The second is a little more difficult to see unless you spend some time thinking about the early Church. If Jesus was, in fact, preaching social justice in His use of the Jubilee year, then why didn’t the Church act like this was so? For instance, Paul didn’t cry out for social justice when he was arrested at Jerusalem. He staked his claim on unfair treatment on his Roman citizenship, not some type of “universal justice.” In Acts 16:25, in fact, we see the opposite at work; an earthquake frees Paul and Silas from a jail in Thesselonica. A perfect illustration of releasing the captives, right? And yet Paul and Silas didn’t leave. They stayed in the jail. If they had understood the teachings of Jesus to be what we consider modern social justice, they would have left the jail, and used their rescue as a platform to teach about how the jails should be emptied. The earthquake would have been the perfect sign on which to preach just such a message.
Finally, the context itself argues against the modern notion of social justice.
And if you make a sale to your neighbor or buy from your neighbor, you shall not wrong one another. You shall pay your neighbor according to the number of years after the jubilee, and he shall sell to you according to the number of years for crops. If the years are many, you shall increase the price, and if the years are few, you shall reduce the price, for it is the number of the crops that he is selling to you. Leviticus 25:14-16
So let’s say you lived under the Levitical law, and wanted to sell a piece of property to someone. You’d first figure out how many years it would be until the next Jubilee. Then you’d figure out the value of the crops or other goods that would come from the land for that many years, and you’d figure out the amount of work it would take to make those crops come to fruit, and the amount of money it would take to plant and manage the land. Then you’d “sell” the land for that amount of money. At the next Jubilee, the land would be returned to your family.

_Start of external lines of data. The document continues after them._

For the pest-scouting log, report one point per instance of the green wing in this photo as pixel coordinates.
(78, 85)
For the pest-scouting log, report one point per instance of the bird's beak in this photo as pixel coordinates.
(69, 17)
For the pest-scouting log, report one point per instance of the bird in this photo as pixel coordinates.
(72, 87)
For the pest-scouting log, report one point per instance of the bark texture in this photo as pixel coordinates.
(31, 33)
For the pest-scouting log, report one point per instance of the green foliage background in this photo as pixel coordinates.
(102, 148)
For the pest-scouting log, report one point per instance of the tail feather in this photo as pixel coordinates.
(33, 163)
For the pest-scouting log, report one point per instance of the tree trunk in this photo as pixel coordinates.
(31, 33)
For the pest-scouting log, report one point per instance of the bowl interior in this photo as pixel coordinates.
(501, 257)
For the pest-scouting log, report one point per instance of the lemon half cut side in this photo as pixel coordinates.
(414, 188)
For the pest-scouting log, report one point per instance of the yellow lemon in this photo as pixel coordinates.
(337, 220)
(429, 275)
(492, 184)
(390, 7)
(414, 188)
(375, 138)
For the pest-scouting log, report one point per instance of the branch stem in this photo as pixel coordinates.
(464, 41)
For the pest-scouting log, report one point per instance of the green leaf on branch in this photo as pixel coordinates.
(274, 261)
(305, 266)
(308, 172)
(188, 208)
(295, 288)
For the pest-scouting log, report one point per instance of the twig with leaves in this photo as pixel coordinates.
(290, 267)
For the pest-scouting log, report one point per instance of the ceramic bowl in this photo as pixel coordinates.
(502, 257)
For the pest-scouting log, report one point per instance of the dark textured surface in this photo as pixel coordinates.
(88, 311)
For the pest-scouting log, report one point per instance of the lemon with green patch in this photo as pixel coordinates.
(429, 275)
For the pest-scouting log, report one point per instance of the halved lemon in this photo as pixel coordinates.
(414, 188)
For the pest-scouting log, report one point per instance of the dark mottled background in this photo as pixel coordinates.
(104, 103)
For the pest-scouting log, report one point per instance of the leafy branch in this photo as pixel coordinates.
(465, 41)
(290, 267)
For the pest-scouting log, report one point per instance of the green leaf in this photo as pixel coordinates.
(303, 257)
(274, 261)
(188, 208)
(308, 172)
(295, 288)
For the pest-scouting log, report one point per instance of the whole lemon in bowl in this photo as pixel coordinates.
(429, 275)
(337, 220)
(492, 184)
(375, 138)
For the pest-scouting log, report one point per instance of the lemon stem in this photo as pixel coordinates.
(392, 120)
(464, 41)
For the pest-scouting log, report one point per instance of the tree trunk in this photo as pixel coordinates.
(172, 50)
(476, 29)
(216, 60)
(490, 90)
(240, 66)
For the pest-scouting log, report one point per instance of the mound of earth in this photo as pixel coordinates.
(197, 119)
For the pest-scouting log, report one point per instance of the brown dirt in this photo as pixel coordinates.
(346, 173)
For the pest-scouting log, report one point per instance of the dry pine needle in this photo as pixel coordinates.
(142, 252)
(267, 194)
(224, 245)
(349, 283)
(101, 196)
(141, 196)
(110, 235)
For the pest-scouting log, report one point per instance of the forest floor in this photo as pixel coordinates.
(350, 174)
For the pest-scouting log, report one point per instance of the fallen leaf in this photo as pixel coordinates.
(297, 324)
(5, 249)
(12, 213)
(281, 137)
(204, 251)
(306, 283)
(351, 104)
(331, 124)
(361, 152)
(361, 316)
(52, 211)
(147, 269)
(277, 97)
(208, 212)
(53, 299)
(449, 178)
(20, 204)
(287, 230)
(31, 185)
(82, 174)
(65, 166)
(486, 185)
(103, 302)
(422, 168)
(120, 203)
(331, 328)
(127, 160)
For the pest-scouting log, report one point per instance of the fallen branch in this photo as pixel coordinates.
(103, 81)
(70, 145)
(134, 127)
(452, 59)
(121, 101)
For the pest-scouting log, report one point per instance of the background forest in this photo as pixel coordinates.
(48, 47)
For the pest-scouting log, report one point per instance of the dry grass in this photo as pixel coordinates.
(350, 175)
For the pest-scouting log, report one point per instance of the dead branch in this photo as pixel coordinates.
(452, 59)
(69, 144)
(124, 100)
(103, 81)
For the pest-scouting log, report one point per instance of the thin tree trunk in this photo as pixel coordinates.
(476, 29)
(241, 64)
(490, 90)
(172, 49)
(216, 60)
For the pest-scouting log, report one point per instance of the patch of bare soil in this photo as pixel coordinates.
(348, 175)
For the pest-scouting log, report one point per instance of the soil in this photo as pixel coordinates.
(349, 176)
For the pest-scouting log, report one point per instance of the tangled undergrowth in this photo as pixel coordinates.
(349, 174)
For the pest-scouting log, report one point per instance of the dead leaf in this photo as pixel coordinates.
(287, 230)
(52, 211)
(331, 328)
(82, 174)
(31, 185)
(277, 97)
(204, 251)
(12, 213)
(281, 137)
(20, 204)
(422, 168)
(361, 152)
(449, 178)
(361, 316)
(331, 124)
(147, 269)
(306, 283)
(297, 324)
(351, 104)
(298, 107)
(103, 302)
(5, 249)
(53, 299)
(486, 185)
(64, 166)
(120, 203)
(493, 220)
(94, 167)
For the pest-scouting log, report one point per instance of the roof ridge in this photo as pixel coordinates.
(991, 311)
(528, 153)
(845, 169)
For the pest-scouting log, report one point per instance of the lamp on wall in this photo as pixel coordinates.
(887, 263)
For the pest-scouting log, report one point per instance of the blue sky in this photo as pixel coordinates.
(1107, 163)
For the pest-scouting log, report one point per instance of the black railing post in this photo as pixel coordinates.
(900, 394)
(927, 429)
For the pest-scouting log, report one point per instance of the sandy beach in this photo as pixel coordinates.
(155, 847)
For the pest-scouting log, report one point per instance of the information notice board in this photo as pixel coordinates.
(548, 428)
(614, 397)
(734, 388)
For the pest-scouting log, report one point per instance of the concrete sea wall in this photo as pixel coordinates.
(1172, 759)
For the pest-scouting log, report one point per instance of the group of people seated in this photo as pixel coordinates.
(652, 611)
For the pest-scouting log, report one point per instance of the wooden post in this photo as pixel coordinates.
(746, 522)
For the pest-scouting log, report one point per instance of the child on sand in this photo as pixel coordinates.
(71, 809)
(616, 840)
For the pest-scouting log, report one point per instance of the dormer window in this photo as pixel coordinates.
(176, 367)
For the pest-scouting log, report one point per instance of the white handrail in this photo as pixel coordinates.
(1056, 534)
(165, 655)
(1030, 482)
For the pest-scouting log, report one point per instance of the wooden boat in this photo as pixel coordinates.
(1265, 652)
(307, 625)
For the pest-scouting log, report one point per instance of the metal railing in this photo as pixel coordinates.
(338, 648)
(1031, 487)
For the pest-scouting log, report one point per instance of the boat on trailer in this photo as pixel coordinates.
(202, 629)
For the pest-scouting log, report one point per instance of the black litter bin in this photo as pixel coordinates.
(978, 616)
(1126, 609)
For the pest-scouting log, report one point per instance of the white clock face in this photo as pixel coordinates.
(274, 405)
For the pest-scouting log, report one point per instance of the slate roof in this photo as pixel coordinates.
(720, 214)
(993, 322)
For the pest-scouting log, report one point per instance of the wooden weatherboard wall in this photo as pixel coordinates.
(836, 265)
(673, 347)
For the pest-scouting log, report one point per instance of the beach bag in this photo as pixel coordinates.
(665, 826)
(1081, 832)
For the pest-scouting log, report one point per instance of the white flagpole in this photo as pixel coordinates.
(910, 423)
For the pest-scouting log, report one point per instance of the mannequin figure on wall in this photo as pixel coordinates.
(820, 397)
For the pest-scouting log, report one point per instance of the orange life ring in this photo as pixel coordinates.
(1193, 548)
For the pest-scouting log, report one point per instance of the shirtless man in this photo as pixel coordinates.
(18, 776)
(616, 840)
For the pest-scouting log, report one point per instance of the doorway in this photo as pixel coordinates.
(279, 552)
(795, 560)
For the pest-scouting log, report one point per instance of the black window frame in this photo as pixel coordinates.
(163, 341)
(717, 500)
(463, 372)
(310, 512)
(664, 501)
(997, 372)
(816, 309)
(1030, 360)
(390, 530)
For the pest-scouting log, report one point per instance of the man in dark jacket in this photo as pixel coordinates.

So, in reality, what the year of Jubilee really underlies is the idea of permanent family ownership of a piece of land. You couldn’t really sell your land, you could only “lease” it for 49 years. It’s much like when you buy a used car; you’re paying for the mileage you’ll get out of the car, not the total value. You’re betting that you can get more miles out of it than the current owner is; the current owner either just wants something new, or is betting the car is going to cost more than its worth in the long run.
Now it is true that the Jubilee somewhat reset expectations. If you sold your land, and lost the money you sold it for, your children would get the land back. But, in reality, this is what would always happen under a lease, isn’t it? Everyone sold and bought under the expectation that the land would be returned at the Jubilee. There was justice because you knew, when you bought a piece of land, that you would really only keep it until the next Jubilee. There was no expectation of permanence.
In the modern concept of a “Jubilee year,” this entire idea is turned on its head. Instead, people who promote a modern Jubilee want creditors to forgive debts they anticipated would be fully repaid. If the creditors had anticipated a Jubilee, they would have priced the event into their thinking—just as God told Israel to do in the case of the price of land.
The idea of the Jubilee year doesn’t support the modern notion of social justice at all. Instead, it really supports the Biblical idea of just plain justice. Everyone buys and sells knowing full well what they are getting in to. Everyone is treated equally before the law, rather than the law being used to create equal outcomes.